Have you ever looked at a swimming pool all shimmering blue? From say, the 10th floor of a building?
I happened to have such a view of an empty pool yesterday. Ripple after ripple plaiting into one another creating honeycomb-like shapes. Sunlight beating down on creating shiny outlines to each random shape. Sometime I wonder whether all this is a lesson on its own. Wonder whether we can learn from just shutting our traps and watching. Breathing in and breathing out.
And Whether we are all just ripples in the pool of time. Imagining, thinking that we are leaving a mark, but creating only a ripple. But maybe that ripple is what is all important. Why would it not be. And that, each one winds into another, shapes another and creates something new. That which forms solely and that which is created with the help of another ......... And shape after shape united in one limpid pool. Limpid: to be free from obscurity. When and how do we lose the limpidness? And when does obscurity come in? How and when do things become murky? And do we consciously allow that? If so why?
Have you ever felt something calling out to you, a feeble voice at first and then it gets louder? And you really dont understand where it is coming from what you are supposed to do. So many times I feel like something from somewhere is calling out to me and it irritates me not to know what it is about.. The search of the unknown is one of the most suffering ones. And this is when I ask the cosmos that has so often given me what I want. If the cosmos is reading my blog.. here is to you. Time to help me.
To know the answer of an unknown question.

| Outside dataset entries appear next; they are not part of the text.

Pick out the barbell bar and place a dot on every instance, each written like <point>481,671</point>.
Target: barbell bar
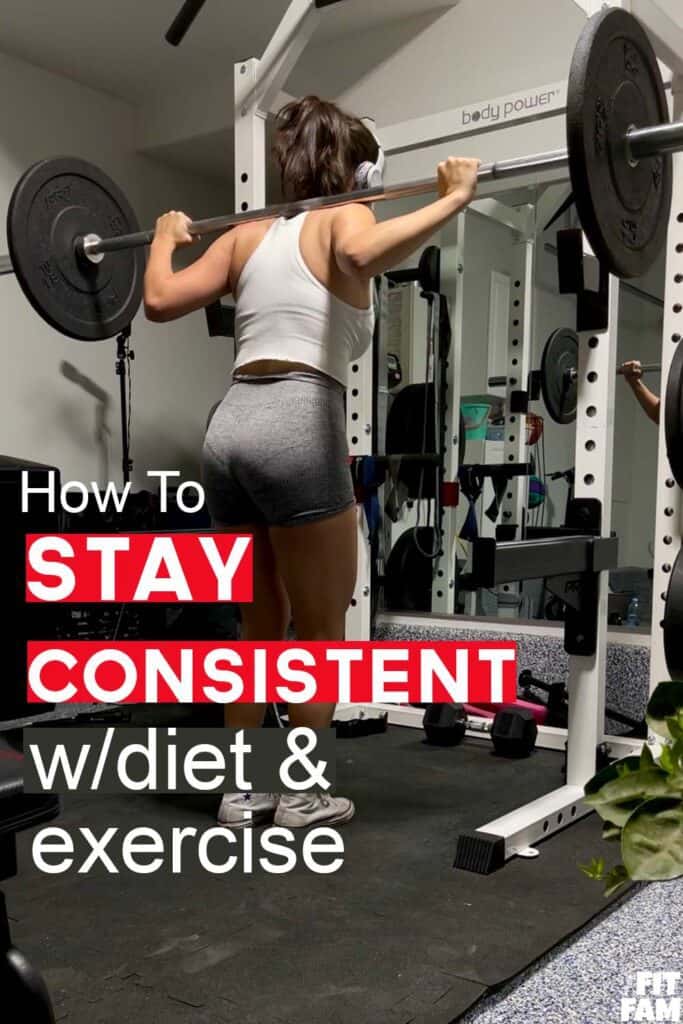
<point>76,248</point>
<point>649,141</point>
<point>646,368</point>
<point>93,247</point>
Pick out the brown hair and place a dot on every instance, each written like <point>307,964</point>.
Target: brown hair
<point>318,147</point>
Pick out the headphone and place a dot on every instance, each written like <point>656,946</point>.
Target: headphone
<point>369,175</point>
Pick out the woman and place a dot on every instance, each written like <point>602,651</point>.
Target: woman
<point>275,457</point>
<point>633,372</point>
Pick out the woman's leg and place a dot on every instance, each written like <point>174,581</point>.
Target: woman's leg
<point>266,619</point>
<point>317,564</point>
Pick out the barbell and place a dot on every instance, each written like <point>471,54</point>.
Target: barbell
<point>572,372</point>
<point>77,250</point>
<point>559,375</point>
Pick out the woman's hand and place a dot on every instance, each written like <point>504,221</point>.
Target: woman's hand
<point>632,371</point>
<point>458,176</point>
<point>174,225</point>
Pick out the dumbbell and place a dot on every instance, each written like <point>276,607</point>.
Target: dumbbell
<point>513,730</point>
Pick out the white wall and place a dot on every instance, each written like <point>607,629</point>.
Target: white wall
<point>179,373</point>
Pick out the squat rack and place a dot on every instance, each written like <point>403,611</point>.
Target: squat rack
<point>257,87</point>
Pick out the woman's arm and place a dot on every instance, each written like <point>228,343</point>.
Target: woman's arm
<point>169,295</point>
<point>364,248</point>
<point>648,401</point>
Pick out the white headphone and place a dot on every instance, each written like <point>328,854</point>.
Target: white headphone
<point>369,175</point>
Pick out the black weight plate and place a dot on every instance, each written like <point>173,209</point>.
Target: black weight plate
<point>410,573</point>
<point>614,85</point>
<point>559,375</point>
<point>673,622</point>
<point>55,203</point>
<point>674,416</point>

Even as I go through the passage for seeming errors and polishing up some lines, I am struck by the amazing weirdness of this passage. And realize that with all the psychology that I have studied, I am not quite a "normal" person really. And as of now, though I am a student of psychology, I dont seem to be friends with it. It has lead me to ask several questions. None of which have any answers yet. Or rather I havent been looking at the right places. But then who or what decides normalcy? How does anyone define or have the capacity to define normalcy? We are all happily weird in our own ways and probably revel in the knowledge. Or more commonly, in the lack of it. I am in this state of mind that cannot be really defined. Even as my mind makes a futile attempt to leaf through word after word.
What would it be like to just rise up and dissolve in to the blue sky?
By the way the sky over Orlando is a brilliant shade of blue.